Children's Hospital Boston Informatics Program and Harvard Medical School, Boston, Massachusetts 02114, USA.
J Am Med Inform Assoc. 2011 Jul-Aug;18(4):459-65. doi: 10.1136/amiajnl-2011-000108. Epub 2011 Apr 1.
The long-term goal of this work is the automated discovery of anaphoric relations from the clinical narrative. The creation of a gold standard set from a cross-institutional corpus of clinical notes and high-level characteristics of that gold standard are described.
A standard methodology for annotation guideline development, gold standard annotations, and inter-annotator agreement (IAA) was used.
The gold standard annotations resulted in 7214 markables, 5992 pairs, and 1304 chains. Each report averaged 40 anaphoric markables, 33 pairs, and seven chains. The overall IAA is high on the Mayo dataset (0.6607), and moderate on the University of Pittsburgh Medical Center (UPMC) dataset (0.4072). The IAA between each annotator and the gold standard is high (Mayo: 0.7669, 0.7697, and 0.9021; UPMC: 0.6753 and 0.7138). These results imply a quality corpus feasible for system development. They also suggest the complementary nature of the annotations performed by the experts and the importance of an annotator team with diverse knowledge backgrounds.

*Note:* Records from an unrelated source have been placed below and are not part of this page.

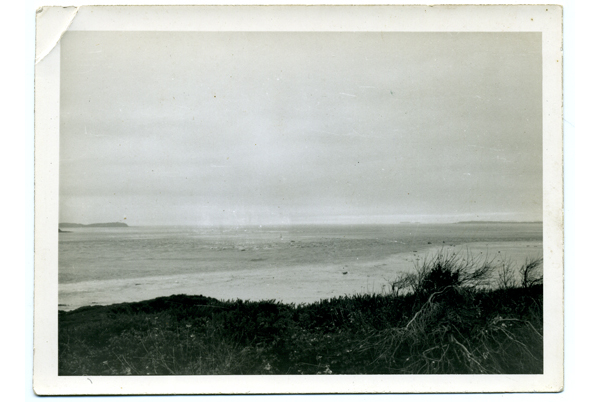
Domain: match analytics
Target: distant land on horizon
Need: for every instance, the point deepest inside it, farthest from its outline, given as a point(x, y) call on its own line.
point(93, 225)
point(470, 222)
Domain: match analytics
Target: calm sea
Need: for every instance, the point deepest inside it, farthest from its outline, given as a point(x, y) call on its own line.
point(99, 254)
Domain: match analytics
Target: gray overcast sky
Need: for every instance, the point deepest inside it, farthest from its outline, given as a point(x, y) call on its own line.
point(270, 128)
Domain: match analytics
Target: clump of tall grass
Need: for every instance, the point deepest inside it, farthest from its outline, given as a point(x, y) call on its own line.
point(450, 330)
point(443, 318)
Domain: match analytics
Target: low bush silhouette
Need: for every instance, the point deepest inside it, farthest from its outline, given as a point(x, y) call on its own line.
point(444, 318)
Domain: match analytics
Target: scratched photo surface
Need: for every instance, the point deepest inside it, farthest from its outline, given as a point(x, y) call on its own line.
point(300, 203)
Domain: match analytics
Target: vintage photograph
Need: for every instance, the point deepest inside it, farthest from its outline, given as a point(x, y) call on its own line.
point(300, 203)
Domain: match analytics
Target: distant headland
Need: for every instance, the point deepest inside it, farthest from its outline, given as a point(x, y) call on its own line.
point(93, 225)
point(486, 222)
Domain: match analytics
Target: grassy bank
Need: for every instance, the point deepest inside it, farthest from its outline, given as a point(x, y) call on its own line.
point(443, 318)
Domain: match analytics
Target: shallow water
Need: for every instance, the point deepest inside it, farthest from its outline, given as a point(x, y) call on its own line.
point(109, 265)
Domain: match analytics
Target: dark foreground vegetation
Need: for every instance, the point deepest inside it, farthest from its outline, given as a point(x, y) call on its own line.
point(444, 318)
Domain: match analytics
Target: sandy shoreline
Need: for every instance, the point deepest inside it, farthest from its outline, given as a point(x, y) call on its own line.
point(298, 284)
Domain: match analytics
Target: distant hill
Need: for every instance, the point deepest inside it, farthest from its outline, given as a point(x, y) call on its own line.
point(93, 225)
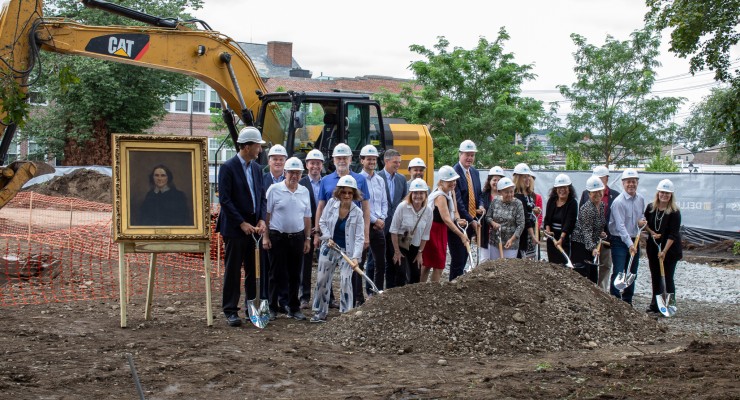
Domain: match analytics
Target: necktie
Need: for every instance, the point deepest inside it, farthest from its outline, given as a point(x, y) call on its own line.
point(471, 195)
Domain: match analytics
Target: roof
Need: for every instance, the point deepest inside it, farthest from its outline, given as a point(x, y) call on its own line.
point(258, 54)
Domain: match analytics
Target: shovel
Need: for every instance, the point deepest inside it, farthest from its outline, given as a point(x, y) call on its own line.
point(664, 300)
point(560, 248)
point(626, 277)
point(354, 266)
point(258, 314)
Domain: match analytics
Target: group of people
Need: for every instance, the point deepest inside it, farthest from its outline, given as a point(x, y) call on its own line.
point(401, 230)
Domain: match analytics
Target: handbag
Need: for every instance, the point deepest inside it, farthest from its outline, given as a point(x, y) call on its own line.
point(404, 241)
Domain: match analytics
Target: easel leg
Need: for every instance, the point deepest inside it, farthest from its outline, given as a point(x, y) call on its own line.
point(150, 287)
point(207, 264)
point(122, 274)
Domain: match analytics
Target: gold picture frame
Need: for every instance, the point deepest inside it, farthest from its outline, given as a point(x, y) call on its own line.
point(160, 188)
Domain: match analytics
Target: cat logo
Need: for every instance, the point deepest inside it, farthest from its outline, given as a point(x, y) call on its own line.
point(132, 46)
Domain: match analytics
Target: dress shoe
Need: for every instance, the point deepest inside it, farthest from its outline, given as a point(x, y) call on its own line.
point(296, 315)
point(233, 320)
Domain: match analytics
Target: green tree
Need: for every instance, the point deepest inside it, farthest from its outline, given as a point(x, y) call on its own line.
point(471, 94)
point(90, 99)
point(661, 163)
point(613, 118)
point(715, 120)
point(707, 31)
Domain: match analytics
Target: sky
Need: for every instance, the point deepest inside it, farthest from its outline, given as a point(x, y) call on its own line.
point(349, 39)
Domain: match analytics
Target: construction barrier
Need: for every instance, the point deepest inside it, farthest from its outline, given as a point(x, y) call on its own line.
point(59, 249)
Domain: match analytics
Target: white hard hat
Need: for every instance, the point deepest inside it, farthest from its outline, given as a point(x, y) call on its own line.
point(342, 150)
point(293, 164)
point(601, 171)
point(562, 180)
point(250, 134)
point(594, 183)
point(418, 185)
point(665, 186)
point(522, 169)
point(417, 162)
point(504, 183)
point(277, 150)
point(498, 171)
point(315, 155)
point(467, 146)
point(629, 173)
point(347, 181)
point(368, 150)
point(447, 173)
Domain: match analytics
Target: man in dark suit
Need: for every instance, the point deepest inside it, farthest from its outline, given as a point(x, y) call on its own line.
point(243, 207)
point(469, 204)
point(605, 254)
point(312, 182)
point(396, 189)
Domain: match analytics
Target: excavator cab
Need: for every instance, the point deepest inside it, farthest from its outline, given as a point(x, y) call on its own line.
point(321, 120)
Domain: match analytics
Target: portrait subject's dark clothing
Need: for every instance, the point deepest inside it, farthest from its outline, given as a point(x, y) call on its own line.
point(164, 208)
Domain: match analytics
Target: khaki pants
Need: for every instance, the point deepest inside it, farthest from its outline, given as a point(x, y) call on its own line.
point(605, 268)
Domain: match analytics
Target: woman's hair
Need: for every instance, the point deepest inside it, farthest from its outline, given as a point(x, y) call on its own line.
point(672, 206)
point(571, 192)
point(519, 186)
point(407, 199)
point(170, 177)
point(356, 197)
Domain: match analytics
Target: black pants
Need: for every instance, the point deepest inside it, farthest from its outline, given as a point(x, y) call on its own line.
point(669, 266)
point(238, 253)
point(458, 252)
point(286, 260)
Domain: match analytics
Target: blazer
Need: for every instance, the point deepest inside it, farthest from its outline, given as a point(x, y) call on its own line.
point(613, 194)
point(306, 182)
point(354, 230)
point(232, 192)
point(461, 191)
point(400, 192)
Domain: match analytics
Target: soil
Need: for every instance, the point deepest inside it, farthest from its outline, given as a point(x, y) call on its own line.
point(506, 330)
point(81, 183)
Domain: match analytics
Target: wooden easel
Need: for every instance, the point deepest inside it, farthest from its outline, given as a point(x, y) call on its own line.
point(155, 248)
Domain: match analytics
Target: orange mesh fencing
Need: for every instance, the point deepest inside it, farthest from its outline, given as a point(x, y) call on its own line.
point(60, 249)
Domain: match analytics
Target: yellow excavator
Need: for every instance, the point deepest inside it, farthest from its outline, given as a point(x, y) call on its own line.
point(300, 121)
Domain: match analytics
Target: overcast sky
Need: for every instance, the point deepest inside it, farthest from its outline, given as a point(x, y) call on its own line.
point(349, 39)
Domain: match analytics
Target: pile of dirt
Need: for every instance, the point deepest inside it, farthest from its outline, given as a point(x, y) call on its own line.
point(509, 307)
point(81, 183)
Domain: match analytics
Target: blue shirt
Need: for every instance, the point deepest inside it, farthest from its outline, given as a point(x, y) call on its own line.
point(250, 180)
point(378, 199)
point(329, 183)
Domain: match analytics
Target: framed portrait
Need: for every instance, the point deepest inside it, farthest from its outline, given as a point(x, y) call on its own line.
point(160, 188)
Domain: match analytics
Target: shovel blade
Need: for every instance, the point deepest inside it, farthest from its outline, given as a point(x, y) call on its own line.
point(259, 313)
point(619, 282)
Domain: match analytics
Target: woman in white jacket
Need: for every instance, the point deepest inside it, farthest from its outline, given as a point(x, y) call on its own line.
point(342, 223)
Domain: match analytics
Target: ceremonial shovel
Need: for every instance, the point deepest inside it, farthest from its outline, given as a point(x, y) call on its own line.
point(259, 315)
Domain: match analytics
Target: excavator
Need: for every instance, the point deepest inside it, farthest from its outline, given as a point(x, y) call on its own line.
point(300, 121)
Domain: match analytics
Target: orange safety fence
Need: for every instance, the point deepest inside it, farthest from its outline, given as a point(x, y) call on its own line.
point(60, 249)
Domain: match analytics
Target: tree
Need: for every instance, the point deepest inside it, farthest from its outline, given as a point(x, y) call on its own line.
point(715, 120)
point(707, 31)
point(471, 94)
point(613, 118)
point(90, 99)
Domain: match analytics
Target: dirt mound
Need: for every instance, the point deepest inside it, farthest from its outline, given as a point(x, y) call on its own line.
point(502, 307)
point(81, 183)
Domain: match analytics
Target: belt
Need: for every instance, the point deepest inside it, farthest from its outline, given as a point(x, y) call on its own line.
point(275, 233)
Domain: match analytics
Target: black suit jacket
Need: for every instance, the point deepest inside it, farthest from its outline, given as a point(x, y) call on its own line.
point(232, 193)
point(612, 196)
point(462, 193)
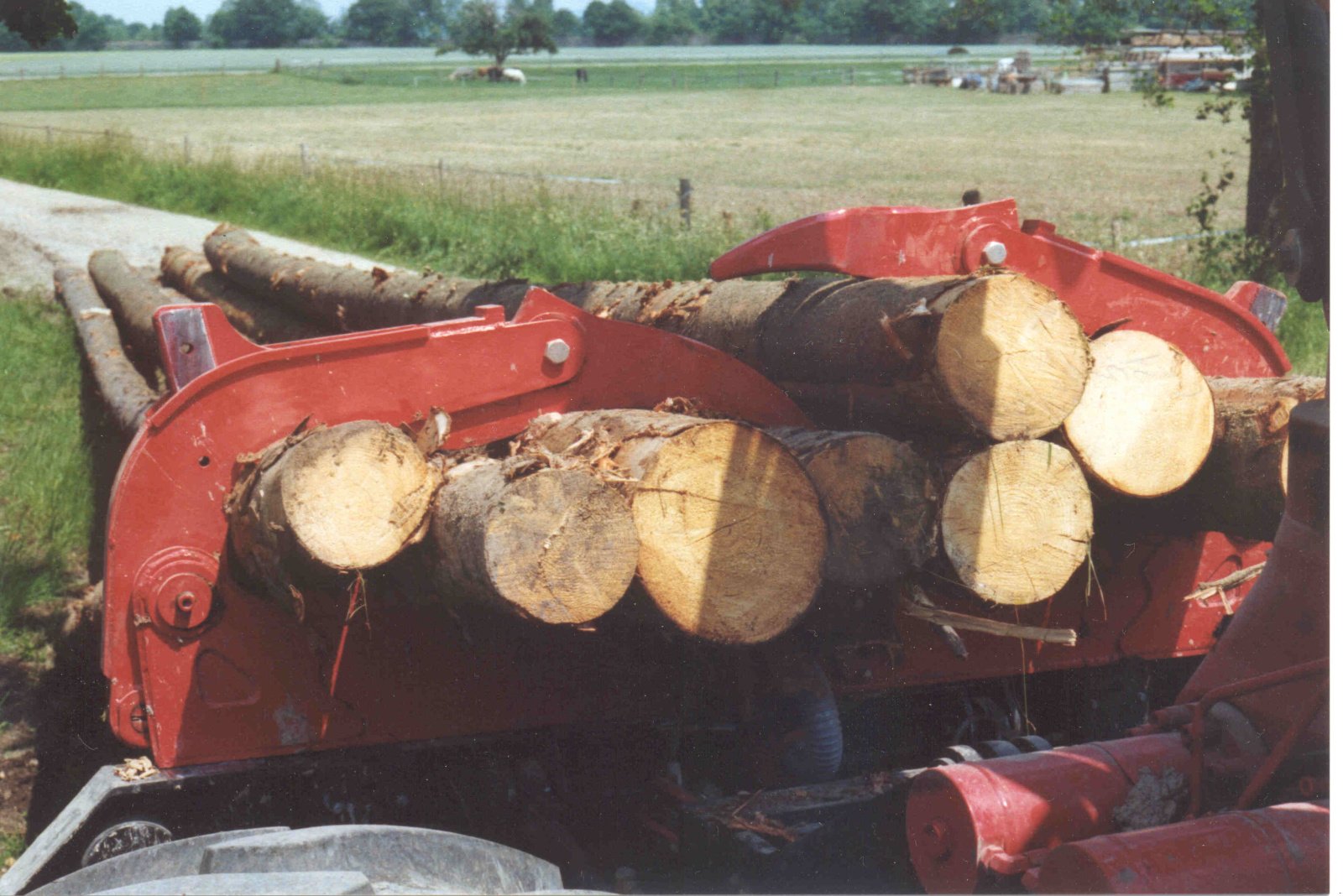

Only one of the annotators had the linguistic background necessary for annotation of the linguistic attributes. The overall generalizability of the guidelines will be further strengthened by annotations of data from additional sites. This will increase the overall corpus size and the representation of each relation type.
The first step toward the development of an anaphoric relation resolver as part of a comprehensive natural language processing system geared specifically for the clinical narrative in the electronic medical record is described. The deidentified annotated corpus will be available to researchers.
这项工作的长期目标是从临床叙述中自动发现回指关系。描述了从跨机构临床笔记语料库创建黄金标准集以及该黄金标准的高级别特征。
使用了一种标准的注释指南开发、黄金标准注释和注释者间一致性(IAA)方法。
黄金标准注释产生了 7214 个可标记项、5992 对和 1304 个链。每份报告平均有 40 个回指可标记项、33 对和 7 个链。 Mayo 数据集的整体 IAA 较高(0.6607),而匹兹堡大学医学中心(UPMC)数据集的 IAA 适中(0.4072)。每个注释者与黄金标准之间的 IAA 较高(Mayo:0.7669、0.7697 和 0.9021;UPMC:0.6753 和 0.7138)。这些结果表明该语料库质量较高,适合系统开发。它们还表明,专家注释具有互补性,并且具有不同知识背景的注释者团队很重要。
只有一位注释者具有进行语言属性注释所需的语言学背景。通过对来自其他站点的数据进行注释,将进一步加强指南的总体概括性。这将增加整体语料库规模和每种关系类型的代表性。
描述了作为专门针对电子病历中的临床叙述的全面自然语言处理系统的一部分开发回指关系解析器的第一步。将提供经过身份识别的注释语料库供研究人员使用。